Pensaba que iría y me enfrentaría a mis fantasmas y al día siguiente el pánico se apoderaba de mi y decidía no volver nunca a mi pueblo, como si el pueblo hubiera sido el culpable de lo que pasó.

Pasé una semana sin poder conciliar el sueño, solo a ratos me adormecía de puro cansancio. Leal pasaba las noches despierto a mi lado haciéndome compañía.

La ansiedad volvió a instalarse en mi vida como un huésped maldito y de nuevo comencé a comer de forma compulsiva.   Comía y comía  no importaba lo que fuera hasta calmarme un poco, luego me sentía tan culpable que iba al baño para intentar reparar mi torpeza. Era una rutina sin fin en la que cada vez comía más para calmarme y cuando terminaba la culpa me abrumaba y tenía que deshacerme de ella.

Desde la llegada de leal a mi vida  parecía haberse disimulado un poco mi compulsión con la comida y ahora de nuevo había vuelto a empañar mis días.

Pasé un tiempo dudando. Un día me convencía de que debía ir y al siguiente todo se ponía en contra y decidía que no.

Llegó la fecha limite y yo no había decidido que hacer. Lo que más me trastornaba era pensar que podía encontrarme a ese monstruo que lo único que hizo por mi fue engendrarme. Solo un objetivo tenía en  mi vida y era matarle, aún no sabía como iba a hacerlo, pero lo haría seguro y así tendrían sentido todos los años que había vivido.

 

Pedí una semana de vacaciones en el trabajo y no me la negaron porque nunca  las había  tomado, solo cuando la empresa me obligaba a cogerlas.

 El lunes por la tarde  salí a comprarme algo  de ropa para ir a la boda. No había contestado a la carta, ni llamado, pero decidía ir de todos modos.

Nada de lo que me probaba me quedaba bien, ni las camisas ni los pantalones ni nada, no me gustaba mi cuerpo peludo, ni mi cintura que siempre parecía sobresalir de los pantalones. Además, salir de compras era siempre un martirio para mi, tanto que, cuando algo me quedaba bien, me compraba dos pares, llegué a tener casi todo por duplicado, así me ahorraba el trabajo de salir a comprar. Me decidí por un pantalón negro y una camisa clara, no me pondría corbata, no soportaba que algo me oprimiera el cuello.

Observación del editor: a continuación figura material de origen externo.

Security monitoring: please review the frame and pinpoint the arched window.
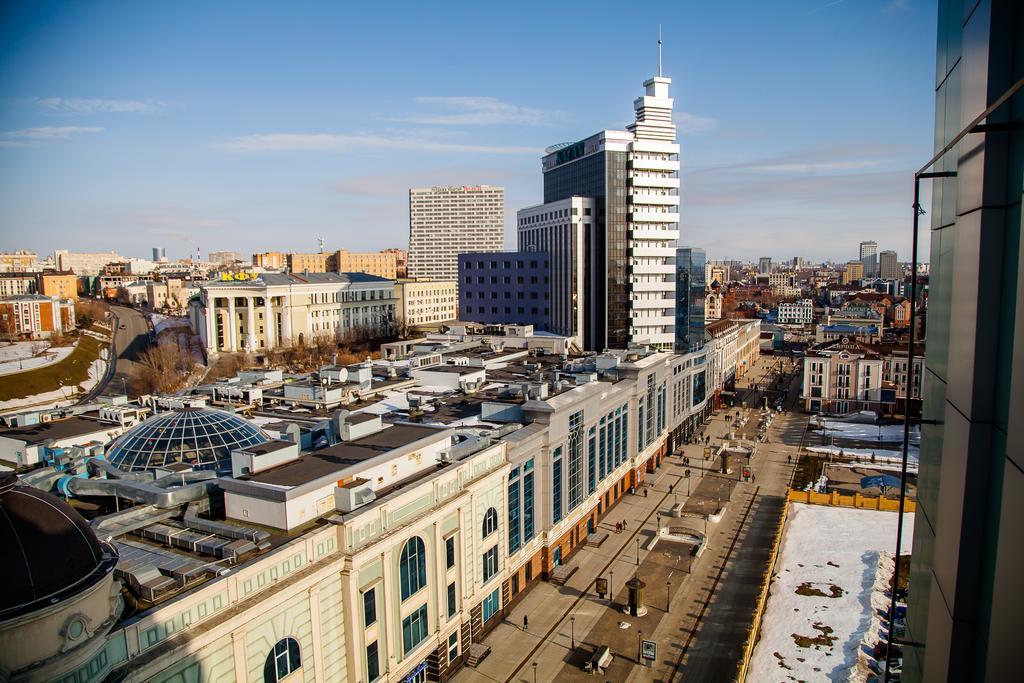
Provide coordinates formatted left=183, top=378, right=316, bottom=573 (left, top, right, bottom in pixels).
left=263, top=638, right=302, bottom=683
left=483, top=508, right=498, bottom=539
left=398, top=536, right=427, bottom=600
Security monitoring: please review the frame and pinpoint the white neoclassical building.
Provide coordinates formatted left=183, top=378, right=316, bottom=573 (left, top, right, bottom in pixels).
left=189, top=272, right=396, bottom=353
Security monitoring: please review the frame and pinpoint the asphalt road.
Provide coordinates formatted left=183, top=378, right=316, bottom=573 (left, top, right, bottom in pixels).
left=85, top=306, right=150, bottom=400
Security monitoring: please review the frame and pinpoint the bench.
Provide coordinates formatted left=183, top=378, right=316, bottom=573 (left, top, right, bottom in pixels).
left=584, top=645, right=611, bottom=675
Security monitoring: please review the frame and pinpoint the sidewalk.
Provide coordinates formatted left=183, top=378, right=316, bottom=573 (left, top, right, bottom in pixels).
left=454, top=409, right=735, bottom=683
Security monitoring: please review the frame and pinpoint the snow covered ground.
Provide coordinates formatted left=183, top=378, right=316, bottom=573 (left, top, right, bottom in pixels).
left=0, top=341, right=75, bottom=375
left=807, top=444, right=921, bottom=463
left=748, top=503, right=913, bottom=681
left=812, top=420, right=921, bottom=443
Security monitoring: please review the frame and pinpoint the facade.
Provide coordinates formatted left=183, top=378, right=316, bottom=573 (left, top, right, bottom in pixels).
left=458, top=252, right=552, bottom=330
left=189, top=272, right=397, bottom=353
left=705, top=292, right=723, bottom=323
left=859, top=242, right=879, bottom=278
left=207, top=251, right=245, bottom=265
left=843, top=261, right=864, bottom=285
left=676, top=247, right=704, bottom=353
left=394, top=280, right=459, bottom=329
left=288, top=253, right=332, bottom=272
left=775, top=299, right=814, bottom=325
left=902, top=0, right=1024, bottom=682
left=328, top=249, right=398, bottom=280
left=516, top=197, right=598, bottom=342
left=253, top=251, right=288, bottom=270
left=800, top=338, right=891, bottom=415
left=39, top=270, right=78, bottom=301
left=409, top=185, right=505, bottom=281
left=0, top=294, right=75, bottom=339
left=542, top=74, right=679, bottom=350
left=0, top=272, right=39, bottom=299
left=879, top=251, right=903, bottom=280
left=0, top=250, right=39, bottom=272
left=53, top=249, right=124, bottom=275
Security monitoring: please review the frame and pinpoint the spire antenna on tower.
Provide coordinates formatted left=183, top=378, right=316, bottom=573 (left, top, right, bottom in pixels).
left=657, top=24, right=662, bottom=78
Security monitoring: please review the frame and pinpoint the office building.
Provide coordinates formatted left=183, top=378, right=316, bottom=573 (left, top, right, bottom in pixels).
left=189, top=272, right=396, bottom=353
left=253, top=251, right=288, bottom=270
left=327, top=249, right=398, bottom=280
left=0, top=249, right=39, bottom=272
left=394, top=280, right=459, bottom=333
left=53, top=249, right=124, bottom=275
left=676, top=247, right=708, bottom=353
left=843, top=261, right=864, bottom=285
left=516, top=197, right=598, bottom=344
left=901, top=0, right=1024, bottom=682
left=459, top=252, right=551, bottom=330
left=409, top=185, right=505, bottom=280
left=542, top=68, right=679, bottom=350
left=859, top=242, right=879, bottom=278
left=207, top=251, right=245, bottom=265
left=879, top=251, right=903, bottom=280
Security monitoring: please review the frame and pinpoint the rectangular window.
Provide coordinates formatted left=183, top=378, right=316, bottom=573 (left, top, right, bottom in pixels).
left=522, top=460, right=534, bottom=543
left=449, top=631, right=459, bottom=664
left=362, top=588, right=377, bottom=629
left=509, top=480, right=522, bottom=555
left=483, top=546, right=498, bottom=584
left=401, top=605, right=427, bottom=654
left=551, top=446, right=562, bottom=524
left=483, top=588, right=501, bottom=622
left=587, top=427, right=604, bottom=496
left=367, top=640, right=381, bottom=683
left=447, top=582, right=459, bottom=618
left=444, top=536, right=455, bottom=569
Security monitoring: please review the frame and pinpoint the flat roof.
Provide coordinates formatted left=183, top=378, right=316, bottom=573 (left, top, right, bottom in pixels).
left=240, top=424, right=443, bottom=486
left=0, top=417, right=119, bottom=444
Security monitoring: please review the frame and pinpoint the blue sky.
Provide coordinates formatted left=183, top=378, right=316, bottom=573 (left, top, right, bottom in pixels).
left=0, top=0, right=936, bottom=260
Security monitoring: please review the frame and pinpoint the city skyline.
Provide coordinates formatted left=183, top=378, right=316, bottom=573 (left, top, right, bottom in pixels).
left=0, top=2, right=935, bottom=260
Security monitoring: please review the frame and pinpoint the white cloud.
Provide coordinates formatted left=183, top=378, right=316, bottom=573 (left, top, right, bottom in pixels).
left=672, top=112, right=718, bottom=135
left=36, top=97, right=163, bottom=114
left=0, top=126, right=103, bottom=147
left=399, top=97, right=562, bottom=126
left=215, top=133, right=542, bottom=155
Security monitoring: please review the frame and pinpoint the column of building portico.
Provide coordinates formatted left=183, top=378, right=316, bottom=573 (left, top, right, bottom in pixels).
left=263, top=295, right=278, bottom=349
left=226, top=296, right=239, bottom=352
left=281, top=294, right=292, bottom=346
left=205, top=296, right=217, bottom=353
left=246, top=296, right=257, bottom=351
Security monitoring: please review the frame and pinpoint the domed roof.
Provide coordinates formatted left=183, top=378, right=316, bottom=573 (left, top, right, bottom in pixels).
left=106, top=408, right=270, bottom=472
left=0, top=472, right=118, bottom=621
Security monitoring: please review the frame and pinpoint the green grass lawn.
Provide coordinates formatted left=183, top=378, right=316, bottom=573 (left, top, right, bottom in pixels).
left=0, top=326, right=109, bottom=400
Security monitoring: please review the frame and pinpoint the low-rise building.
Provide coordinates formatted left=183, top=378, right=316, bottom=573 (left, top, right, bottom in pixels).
left=776, top=299, right=814, bottom=325
left=394, top=280, right=459, bottom=330
left=0, top=294, right=75, bottom=339
left=189, top=272, right=397, bottom=353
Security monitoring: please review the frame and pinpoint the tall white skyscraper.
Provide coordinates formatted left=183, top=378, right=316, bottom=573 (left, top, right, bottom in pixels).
left=409, top=185, right=505, bottom=280
left=860, top=242, right=879, bottom=278
left=536, top=69, right=679, bottom=350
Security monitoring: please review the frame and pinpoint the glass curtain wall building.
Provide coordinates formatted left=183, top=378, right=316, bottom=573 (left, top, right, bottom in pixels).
left=902, top=0, right=1024, bottom=681
left=676, top=247, right=708, bottom=353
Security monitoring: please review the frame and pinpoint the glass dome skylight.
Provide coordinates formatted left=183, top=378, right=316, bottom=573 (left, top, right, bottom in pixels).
left=106, top=408, right=270, bottom=472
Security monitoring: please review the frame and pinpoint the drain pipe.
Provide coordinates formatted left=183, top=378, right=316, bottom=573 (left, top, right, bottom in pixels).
left=882, top=74, right=1024, bottom=683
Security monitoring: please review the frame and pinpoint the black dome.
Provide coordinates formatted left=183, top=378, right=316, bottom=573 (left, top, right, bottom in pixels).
left=0, top=472, right=117, bottom=621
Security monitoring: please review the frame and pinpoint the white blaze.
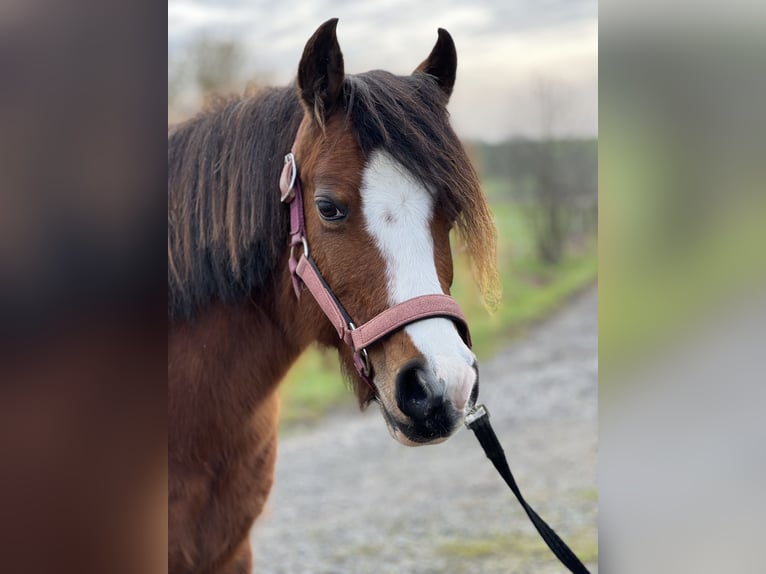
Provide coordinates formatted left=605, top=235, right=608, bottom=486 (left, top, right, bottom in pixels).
left=361, top=151, right=476, bottom=410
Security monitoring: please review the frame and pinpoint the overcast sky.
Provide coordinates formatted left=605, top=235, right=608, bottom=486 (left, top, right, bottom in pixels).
left=168, top=0, right=598, bottom=141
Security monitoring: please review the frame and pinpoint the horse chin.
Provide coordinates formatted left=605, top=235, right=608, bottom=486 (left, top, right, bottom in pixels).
left=378, top=401, right=462, bottom=446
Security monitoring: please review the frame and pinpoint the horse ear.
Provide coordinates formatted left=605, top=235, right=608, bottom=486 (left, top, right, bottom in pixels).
left=415, top=28, right=457, bottom=97
left=298, top=18, right=344, bottom=125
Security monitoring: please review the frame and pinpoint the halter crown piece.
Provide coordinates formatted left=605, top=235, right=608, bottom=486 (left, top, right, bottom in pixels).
left=279, top=130, right=471, bottom=391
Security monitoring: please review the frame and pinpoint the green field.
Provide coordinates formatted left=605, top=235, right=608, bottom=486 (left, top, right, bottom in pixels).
left=281, top=194, right=598, bottom=428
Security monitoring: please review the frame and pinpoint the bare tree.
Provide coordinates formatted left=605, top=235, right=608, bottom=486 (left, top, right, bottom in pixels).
left=528, top=76, right=568, bottom=264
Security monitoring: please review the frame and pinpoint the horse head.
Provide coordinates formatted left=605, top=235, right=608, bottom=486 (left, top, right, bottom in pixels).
left=286, top=19, right=497, bottom=445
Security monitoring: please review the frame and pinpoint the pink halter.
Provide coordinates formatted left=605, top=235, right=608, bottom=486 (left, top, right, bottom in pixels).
left=279, top=130, right=471, bottom=391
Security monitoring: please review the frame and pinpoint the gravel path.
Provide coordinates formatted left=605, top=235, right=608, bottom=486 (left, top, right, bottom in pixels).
left=252, top=289, right=598, bottom=574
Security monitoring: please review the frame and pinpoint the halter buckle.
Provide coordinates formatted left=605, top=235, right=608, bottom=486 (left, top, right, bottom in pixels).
left=279, top=152, right=298, bottom=203
left=463, top=405, right=489, bottom=429
left=348, top=321, right=372, bottom=379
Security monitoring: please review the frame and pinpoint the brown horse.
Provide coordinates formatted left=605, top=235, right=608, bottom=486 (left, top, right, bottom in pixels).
left=168, top=20, right=497, bottom=574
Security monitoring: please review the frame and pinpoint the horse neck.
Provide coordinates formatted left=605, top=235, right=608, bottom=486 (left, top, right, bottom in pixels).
left=168, top=264, right=332, bottom=416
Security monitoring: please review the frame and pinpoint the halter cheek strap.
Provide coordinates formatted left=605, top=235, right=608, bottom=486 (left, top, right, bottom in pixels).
left=279, top=140, right=471, bottom=391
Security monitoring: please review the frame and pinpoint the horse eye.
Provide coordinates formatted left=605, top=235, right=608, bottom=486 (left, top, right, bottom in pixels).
left=316, top=199, right=346, bottom=221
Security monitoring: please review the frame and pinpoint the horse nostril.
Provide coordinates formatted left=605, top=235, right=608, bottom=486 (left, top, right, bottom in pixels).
left=396, top=359, right=443, bottom=419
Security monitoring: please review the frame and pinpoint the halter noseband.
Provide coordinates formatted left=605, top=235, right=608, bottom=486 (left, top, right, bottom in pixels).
left=279, top=129, right=471, bottom=391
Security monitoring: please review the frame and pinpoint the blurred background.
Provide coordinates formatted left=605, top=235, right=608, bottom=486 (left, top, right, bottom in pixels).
left=168, top=0, right=598, bottom=425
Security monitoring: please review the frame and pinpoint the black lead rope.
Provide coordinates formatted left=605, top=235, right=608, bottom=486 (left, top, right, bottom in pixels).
left=465, top=405, right=589, bottom=574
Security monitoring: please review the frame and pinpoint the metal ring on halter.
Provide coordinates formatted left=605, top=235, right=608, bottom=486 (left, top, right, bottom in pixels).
left=280, top=152, right=298, bottom=203
left=348, top=321, right=372, bottom=377
left=290, top=237, right=309, bottom=259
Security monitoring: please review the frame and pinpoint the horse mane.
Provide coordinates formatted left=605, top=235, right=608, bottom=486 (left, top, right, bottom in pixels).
left=168, top=88, right=303, bottom=320
left=168, top=71, right=499, bottom=320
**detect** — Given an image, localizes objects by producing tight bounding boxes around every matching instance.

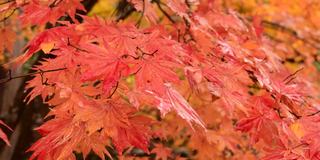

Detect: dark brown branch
[283,67,303,84]
[136,0,146,28]
[68,37,89,53]
[156,0,176,23]
[0,0,14,5]
[108,82,119,99]
[0,68,67,84]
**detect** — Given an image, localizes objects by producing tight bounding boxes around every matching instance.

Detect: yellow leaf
[40,42,54,53]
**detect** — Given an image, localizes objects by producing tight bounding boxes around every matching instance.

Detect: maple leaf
[146,83,205,128]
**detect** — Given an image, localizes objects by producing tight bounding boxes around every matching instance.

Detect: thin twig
[156,1,176,23]
[136,0,146,28]
[108,82,119,99]
[0,68,67,84]
[0,8,17,23]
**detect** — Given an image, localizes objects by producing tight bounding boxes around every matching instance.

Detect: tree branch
[0,68,67,85]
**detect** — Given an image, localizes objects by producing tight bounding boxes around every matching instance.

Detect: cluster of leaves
[0,0,320,159]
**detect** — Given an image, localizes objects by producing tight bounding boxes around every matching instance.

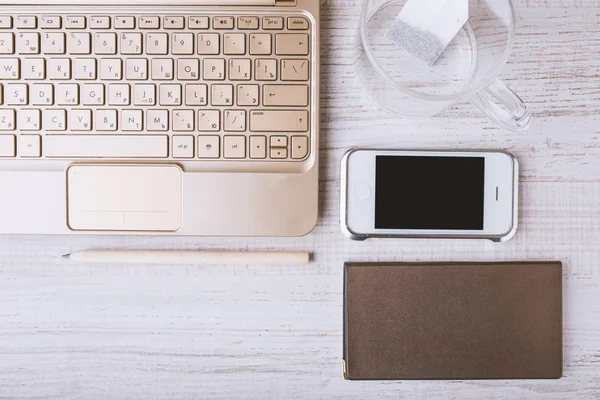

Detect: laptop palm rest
[67,165,182,232]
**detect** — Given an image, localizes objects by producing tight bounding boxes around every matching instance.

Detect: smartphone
[340,149,519,242]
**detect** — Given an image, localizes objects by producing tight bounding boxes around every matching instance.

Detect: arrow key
[271,149,287,160]
[271,136,287,148]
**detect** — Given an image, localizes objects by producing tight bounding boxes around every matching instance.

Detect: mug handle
[469,79,531,132]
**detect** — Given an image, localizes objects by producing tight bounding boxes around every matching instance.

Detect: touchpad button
[67,165,182,232]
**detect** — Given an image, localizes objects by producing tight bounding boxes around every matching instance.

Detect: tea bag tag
[386,0,469,66]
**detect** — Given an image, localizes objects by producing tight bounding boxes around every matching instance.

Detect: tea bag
[386,0,469,66]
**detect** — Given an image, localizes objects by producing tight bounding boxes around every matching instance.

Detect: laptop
[0,0,319,236]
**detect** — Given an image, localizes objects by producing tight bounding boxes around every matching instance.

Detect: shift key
[250,110,308,132]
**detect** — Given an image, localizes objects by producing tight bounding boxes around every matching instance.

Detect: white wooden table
[0,0,600,400]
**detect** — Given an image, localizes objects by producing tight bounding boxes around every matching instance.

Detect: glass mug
[354,0,531,132]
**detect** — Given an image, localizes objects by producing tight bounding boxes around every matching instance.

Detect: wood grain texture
[0,0,600,400]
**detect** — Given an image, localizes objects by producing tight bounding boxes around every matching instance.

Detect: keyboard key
[40,15,62,29]
[250,136,267,159]
[94,33,117,55]
[139,17,160,29]
[69,110,92,132]
[229,58,252,81]
[0,134,17,157]
[263,17,283,30]
[17,32,40,54]
[133,84,156,106]
[171,110,196,132]
[125,58,148,81]
[67,32,92,55]
[163,17,185,29]
[74,58,96,80]
[0,15,12,29]
[56,83,79,106]
[31,83,54,106]
[188,17,208,29]
[275,33,309,56]
[19,135,42,158]
[203,58,225,81]
[42,108,67,130]
[223,33,246,55]
[254,59,277,81]
[237,85,259,106]
[198,136,220,158]
[0,58,20,80]
[171,33,194,55]
[100,58,123,81]
[213,17,233,29]
[198,110,221,132]
[5,83,29,106]
[250,33,271,56]
[121,109,144,132]
[177,58,200,81]
[44,135,169,158]
[185,84,207,106]
[18,109,42,131]
[0,32,15,54]
[237,85,259,106]
[65,15,86,29]
[146,33,169,55]
[173,135,194,158]
[42,33,65,54]
[120,32,143,55]
[152,58,174,81]
[250,110,308,132]
[211,85,233,106]
[223,110,246,132]
[223,136,246,159]
[263,85,308,107]
[270,136,287,148]
[271,148,287,160]
[21,58,46,80]
[95,109,119,132]
[198,33,219,55]
[15,15,37,29]
[90,16,110,29]
[81,83,104,106]
[238,17,258,29]
[48,58,71,80]
[159,85,181,106]
[146,110,169,132]
[0,109,16,131]
[108,84,131,106]
[115,17,135,29]
[288,17,308,30]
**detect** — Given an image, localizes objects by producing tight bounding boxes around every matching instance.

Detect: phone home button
[354,184,371,200]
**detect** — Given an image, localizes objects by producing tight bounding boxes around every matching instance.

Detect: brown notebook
[343,262,562,380]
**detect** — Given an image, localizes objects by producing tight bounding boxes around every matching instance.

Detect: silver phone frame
[340,148,519,242]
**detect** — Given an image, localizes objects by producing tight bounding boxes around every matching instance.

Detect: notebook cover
[342,262,563,380]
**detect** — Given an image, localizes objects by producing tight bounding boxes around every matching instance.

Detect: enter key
[263,85,308,107]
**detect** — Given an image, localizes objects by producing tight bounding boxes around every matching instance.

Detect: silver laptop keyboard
[0,14,312,162]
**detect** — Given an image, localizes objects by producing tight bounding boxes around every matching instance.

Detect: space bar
[42,134,169,158]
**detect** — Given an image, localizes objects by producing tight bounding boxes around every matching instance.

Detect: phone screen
[375,156,485,230]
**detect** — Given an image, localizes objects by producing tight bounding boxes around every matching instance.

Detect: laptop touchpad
[67,165,182,232]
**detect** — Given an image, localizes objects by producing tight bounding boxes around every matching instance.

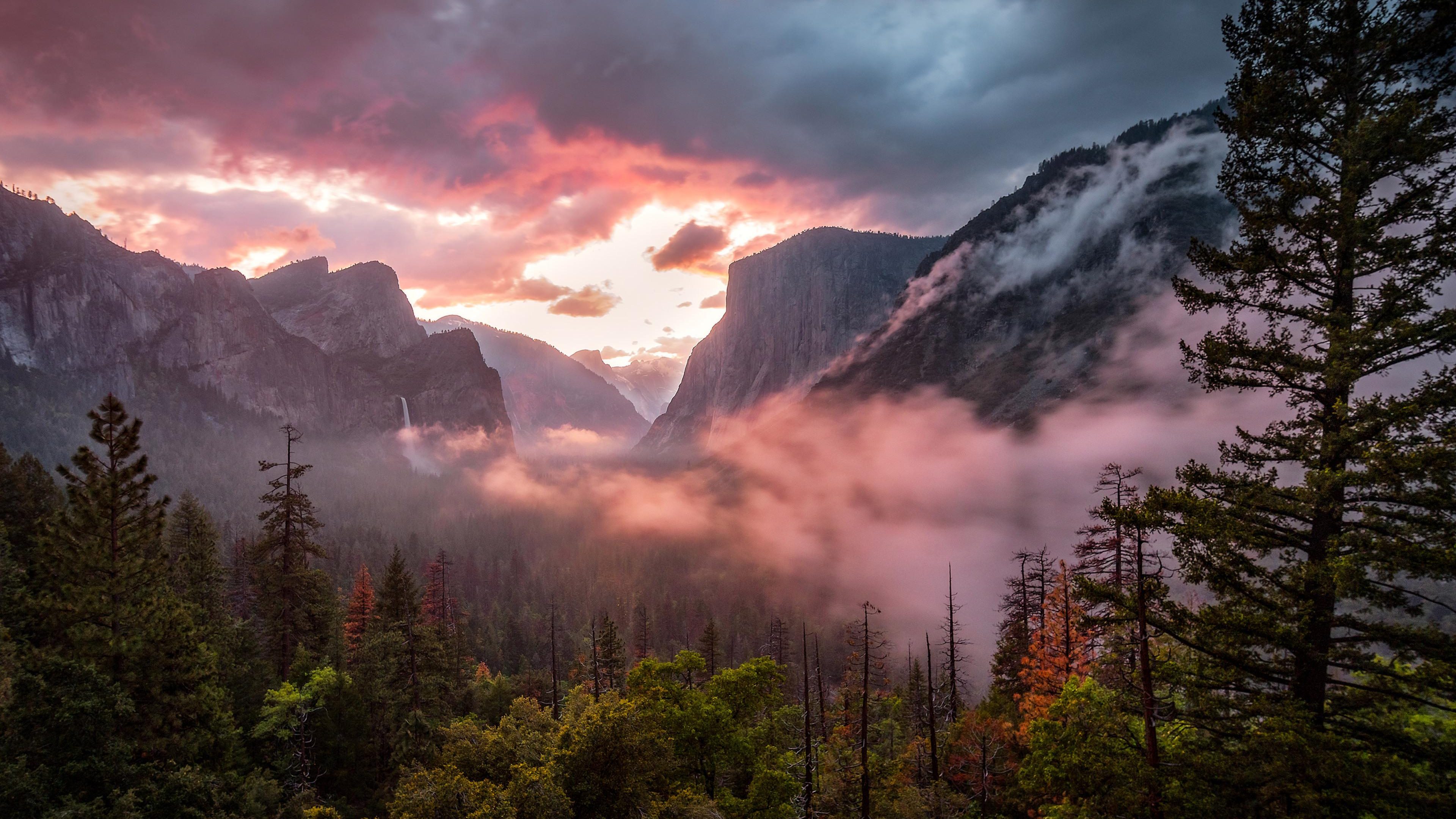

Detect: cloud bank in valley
[393,290,1281,679]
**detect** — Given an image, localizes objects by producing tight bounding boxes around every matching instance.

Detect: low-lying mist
[396,290,1280,679]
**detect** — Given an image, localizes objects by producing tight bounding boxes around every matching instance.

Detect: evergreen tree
[992,549,1048,698]
[378,546,419,625]
[166,493,227,624]
[697,618,722,678]
[344,564,378,657]
[0,395,234,814]
[1160,0,1456,810]
[597,613,626,691]
[0,443,63,561]
[253,424,336,678]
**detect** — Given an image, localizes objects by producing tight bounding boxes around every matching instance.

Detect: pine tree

 El  martes  por la tarde fui a la estación y saqué un billete de tren. Cuando llegó mi turno y le dije al hombre de la ventanilla el nombre de mi pueblo, me sonó tan extraño como si fuese un lugar del extranjero del que nunca hubiera oído ni hablar. Quizá me había pasado como con mi prima Amalia que de tanto intentar olvidar lo había casi conseguido.

Una hora antes de la salida del tren, allí estaba yo en medio del gentío, con la maleta en una mano y el pensamiento perdido entre la gente  y el jaleo. Abrí el libro que estaba leyendo y me sumergí en sus páginas. Siempre llevaba uno conmigo por si tenía que esperar en algún sitio, lo sacaba y aunque no leyera evitaba que alguien me diera conversación. Nunca sabía que decir a los extraños que me hablaban del tiempo o cualquier otra cosa insulsa. Además de mi timidez enfermiza  carecía de habilidades sociales.

El tren entró puntual en la vía y la gente salia corriendo como si alguien fuera a ocupar su sitio. Los pasajeros que bajaban apenas tenían espacio porque los que iban a subir se amontonaban en las puertas dejando apenas un pasillo para los que descendían. Subí el último, sin prisa, sin que nadie me empujara, al llegar a mi asiento estaba ocupado, miré varias veces el billete por si me había confundido a asiento, pero no, alguien ocupaba mi lugar, pregunté educadamente y la otra persona aprecia ofendida, me quedé de pie un buen rato porque no sabía que debía hacer para ocupar el sitio que me correspondía, cuando pasó el revisor se lo dije y por fin ocupé mi sitio. No podía comprender porqué algunas personas se creen con todos los derechos aunque sepan que no tienen razón. Ocupé mi sitio y volví a abrir el libro. No podía concentrarme en la lectura porque pronto estaría cerca de mi pueblo y mi realidad.

Como nadie esperaba mi llegada, decidía ir dando un paseo hasta la casa de verano de los abuelos que estaba cerca de la estación. No me crucé con casi nadie por el camino y las pocas personas que vi no me conocieron, tanto mejor para mi.

La verja de la entrada estaba entreabierta, entré y lo primero que vi a la derecha fue el jardín en el que mi madre pasaba horas y horas arreglando los rosales. Tenía una habilidad especial para las plantas que compartía con su suegro, mi abuelo, conseguían que sobrevivieran especies de flores que hubiera sido imposible sin los cuidados especiales que recibían.

Nada parecía haber cambiado en todos estos años. La casa y su porche el jardín, los árboles que la rodeaban donde Amalia y yo nos columpiábamos por riguroso turno en el columpio que construyo el abuelo con un viejo neumático y una soga, todo estaba igual, como si el tiempo se hubiera detenido y solo un segundo separara aquella época dulce y tierna  de esta dura y  amarga.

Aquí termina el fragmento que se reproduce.